Debe diferenciarse de:

  • Variantes normales del sueño corto: personas que duermen poco pero sin malestar ni deterioro funcional.
  • Trastorno por hipersomnia: aunque puede coexistir somnolencia diurna, el síntoma principal es diferente.
  • Apnea obstructiva del sueño: los despertares frecuentes se deben a eventos respiratorios.
  • Síndrome de piernas inquietas: la dificultad para conciliar el sueño se debe a sensaciones desagradables en extremidades.
  • Trastorno del ritmo circadiano: la dificultad para dormir se relaciona con desfase horario, no con calidad del sueño intrínseca.
  • Insomnio inducido por sustancias/medicamentos.

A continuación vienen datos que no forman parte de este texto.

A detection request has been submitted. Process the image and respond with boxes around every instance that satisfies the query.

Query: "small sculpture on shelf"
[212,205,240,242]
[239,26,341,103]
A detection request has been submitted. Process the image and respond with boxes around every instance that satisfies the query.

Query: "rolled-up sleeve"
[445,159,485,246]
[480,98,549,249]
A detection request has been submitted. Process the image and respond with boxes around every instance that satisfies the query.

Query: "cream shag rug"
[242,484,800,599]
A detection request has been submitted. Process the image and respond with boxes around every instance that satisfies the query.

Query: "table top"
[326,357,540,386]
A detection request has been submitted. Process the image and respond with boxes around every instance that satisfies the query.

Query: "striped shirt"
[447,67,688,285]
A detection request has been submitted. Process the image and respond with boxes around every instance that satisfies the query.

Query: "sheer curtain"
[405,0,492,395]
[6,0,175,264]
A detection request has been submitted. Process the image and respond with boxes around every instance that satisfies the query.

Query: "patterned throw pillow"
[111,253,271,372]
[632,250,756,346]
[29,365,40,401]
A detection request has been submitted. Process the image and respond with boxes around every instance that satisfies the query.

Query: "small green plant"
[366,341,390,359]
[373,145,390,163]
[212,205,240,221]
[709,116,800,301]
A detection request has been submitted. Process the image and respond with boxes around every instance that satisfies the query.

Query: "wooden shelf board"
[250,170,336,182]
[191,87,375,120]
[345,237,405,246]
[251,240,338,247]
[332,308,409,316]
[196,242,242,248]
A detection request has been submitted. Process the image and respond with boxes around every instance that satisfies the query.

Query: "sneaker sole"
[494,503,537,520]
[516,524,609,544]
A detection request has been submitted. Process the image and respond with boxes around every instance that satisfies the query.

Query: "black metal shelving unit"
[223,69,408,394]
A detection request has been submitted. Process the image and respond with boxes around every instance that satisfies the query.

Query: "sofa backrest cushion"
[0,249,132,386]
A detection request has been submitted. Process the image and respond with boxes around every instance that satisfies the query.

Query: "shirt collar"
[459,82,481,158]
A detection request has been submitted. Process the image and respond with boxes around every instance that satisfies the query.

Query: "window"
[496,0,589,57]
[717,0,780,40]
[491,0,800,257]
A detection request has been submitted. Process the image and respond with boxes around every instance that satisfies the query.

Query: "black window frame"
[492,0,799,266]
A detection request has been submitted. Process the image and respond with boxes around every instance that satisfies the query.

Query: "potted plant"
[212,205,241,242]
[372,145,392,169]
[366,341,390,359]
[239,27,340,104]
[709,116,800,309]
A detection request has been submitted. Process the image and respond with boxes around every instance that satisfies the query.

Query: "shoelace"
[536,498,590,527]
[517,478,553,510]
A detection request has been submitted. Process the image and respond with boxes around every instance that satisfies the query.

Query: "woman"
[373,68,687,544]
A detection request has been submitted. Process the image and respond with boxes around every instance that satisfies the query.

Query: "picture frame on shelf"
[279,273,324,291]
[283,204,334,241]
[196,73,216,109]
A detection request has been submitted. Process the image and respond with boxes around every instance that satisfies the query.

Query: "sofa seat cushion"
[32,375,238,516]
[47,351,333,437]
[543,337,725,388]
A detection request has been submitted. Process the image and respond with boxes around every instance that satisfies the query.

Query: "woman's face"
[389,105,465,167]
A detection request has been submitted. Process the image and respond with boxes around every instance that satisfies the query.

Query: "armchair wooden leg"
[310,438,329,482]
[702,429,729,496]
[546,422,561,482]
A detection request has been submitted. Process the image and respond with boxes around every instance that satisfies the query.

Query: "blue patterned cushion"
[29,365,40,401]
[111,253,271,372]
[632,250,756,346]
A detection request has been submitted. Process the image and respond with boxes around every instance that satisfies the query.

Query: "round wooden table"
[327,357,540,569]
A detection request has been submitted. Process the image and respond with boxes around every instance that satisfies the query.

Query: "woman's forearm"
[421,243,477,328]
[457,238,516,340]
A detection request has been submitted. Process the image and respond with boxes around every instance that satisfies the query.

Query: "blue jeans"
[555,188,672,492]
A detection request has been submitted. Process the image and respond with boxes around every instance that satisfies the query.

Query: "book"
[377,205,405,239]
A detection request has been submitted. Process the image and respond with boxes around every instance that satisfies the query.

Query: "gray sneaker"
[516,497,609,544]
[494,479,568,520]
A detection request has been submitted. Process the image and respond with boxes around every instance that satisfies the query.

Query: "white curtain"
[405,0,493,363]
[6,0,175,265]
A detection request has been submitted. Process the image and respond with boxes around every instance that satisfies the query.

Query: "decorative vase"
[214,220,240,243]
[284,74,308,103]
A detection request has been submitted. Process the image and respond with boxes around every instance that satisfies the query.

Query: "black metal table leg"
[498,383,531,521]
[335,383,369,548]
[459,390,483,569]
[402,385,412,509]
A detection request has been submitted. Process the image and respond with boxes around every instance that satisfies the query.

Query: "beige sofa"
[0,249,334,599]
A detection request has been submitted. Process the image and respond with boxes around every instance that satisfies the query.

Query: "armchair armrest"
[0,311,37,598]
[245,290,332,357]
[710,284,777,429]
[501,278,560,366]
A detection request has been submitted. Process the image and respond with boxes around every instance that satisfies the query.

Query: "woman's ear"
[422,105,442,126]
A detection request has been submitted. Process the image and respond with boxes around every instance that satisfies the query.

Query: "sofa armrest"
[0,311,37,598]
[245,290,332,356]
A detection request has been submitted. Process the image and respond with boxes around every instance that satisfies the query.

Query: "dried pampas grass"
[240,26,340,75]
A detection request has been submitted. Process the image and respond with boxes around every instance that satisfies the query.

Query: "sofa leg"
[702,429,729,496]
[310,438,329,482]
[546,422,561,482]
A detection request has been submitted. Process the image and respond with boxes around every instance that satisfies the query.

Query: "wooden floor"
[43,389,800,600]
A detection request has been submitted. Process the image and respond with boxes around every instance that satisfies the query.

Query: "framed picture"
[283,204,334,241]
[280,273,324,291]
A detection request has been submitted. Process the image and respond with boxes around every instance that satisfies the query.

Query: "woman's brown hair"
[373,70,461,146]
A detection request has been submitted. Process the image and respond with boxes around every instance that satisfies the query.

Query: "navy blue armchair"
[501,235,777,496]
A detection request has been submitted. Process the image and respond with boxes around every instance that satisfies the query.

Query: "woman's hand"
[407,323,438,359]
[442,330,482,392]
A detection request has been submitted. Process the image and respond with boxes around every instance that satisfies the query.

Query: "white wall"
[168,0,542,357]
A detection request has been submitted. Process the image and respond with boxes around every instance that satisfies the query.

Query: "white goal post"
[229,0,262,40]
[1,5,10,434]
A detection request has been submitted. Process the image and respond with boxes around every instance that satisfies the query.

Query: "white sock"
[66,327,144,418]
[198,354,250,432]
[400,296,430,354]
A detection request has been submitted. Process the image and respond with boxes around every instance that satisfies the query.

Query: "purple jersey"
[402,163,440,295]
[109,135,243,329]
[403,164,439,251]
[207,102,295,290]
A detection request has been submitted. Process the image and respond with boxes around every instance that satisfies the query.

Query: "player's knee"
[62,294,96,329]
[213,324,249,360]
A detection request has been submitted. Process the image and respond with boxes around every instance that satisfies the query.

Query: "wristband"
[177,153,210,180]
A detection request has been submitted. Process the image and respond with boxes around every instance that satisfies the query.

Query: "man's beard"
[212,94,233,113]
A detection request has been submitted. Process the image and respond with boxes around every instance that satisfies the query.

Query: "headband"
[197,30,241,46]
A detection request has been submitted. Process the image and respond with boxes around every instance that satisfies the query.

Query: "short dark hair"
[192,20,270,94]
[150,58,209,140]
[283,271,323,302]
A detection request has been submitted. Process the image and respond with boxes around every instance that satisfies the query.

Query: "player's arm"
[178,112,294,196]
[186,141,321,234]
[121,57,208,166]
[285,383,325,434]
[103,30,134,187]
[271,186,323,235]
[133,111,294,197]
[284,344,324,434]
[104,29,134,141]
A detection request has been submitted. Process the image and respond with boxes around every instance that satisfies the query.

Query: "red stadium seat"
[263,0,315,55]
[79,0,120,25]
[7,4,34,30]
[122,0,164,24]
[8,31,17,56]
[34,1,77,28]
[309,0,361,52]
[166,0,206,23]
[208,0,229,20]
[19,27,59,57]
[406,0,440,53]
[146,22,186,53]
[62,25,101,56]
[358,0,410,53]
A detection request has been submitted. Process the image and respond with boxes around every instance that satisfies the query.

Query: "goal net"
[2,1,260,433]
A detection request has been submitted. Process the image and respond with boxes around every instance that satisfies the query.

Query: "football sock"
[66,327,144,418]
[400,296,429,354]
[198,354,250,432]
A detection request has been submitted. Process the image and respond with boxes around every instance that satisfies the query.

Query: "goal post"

🔗 Comorbilidades frecuentes

  • Trastorno depresivo mayor (relación bidireccional muy frecuente)
  • Trastornos de ansiedad
  • Trastorno de estrés postraumático (TEPT)
  • Dolor crónico y afecciones médicas generales
  • Trastorno por uso de alcohol u otras sustancias

⚙️ Consideraciones clínicas

  • La Terapia Cognitivo-Conductual para el Insomnio (TCC-I) es el tratamiento de primera línea con mayor evidencia, superior a la farmacoterapia a largo plazo.
  • Los componentes principales de la TCC-I incluyen restricción del sueño, control de estímulos, higiene del sueño y reestructuración cognitiva.
  • Los hipnóticos (benzodiacepinas, «Z-drugs») pueden usarse a corto plazo, pero conllevan riesgos de dependencia y tolerancia.
  • Es fundamental evaluar y tratar las condiciones comórbidas (depresión, ansiedad, dolor) que pueden mantener el insomnio.
  • Las creencias disfuncionales sobre el sueño (catastrofización, hipervigilancia) son factores de mantenimiento clave que deben abordarse en el tratamiento.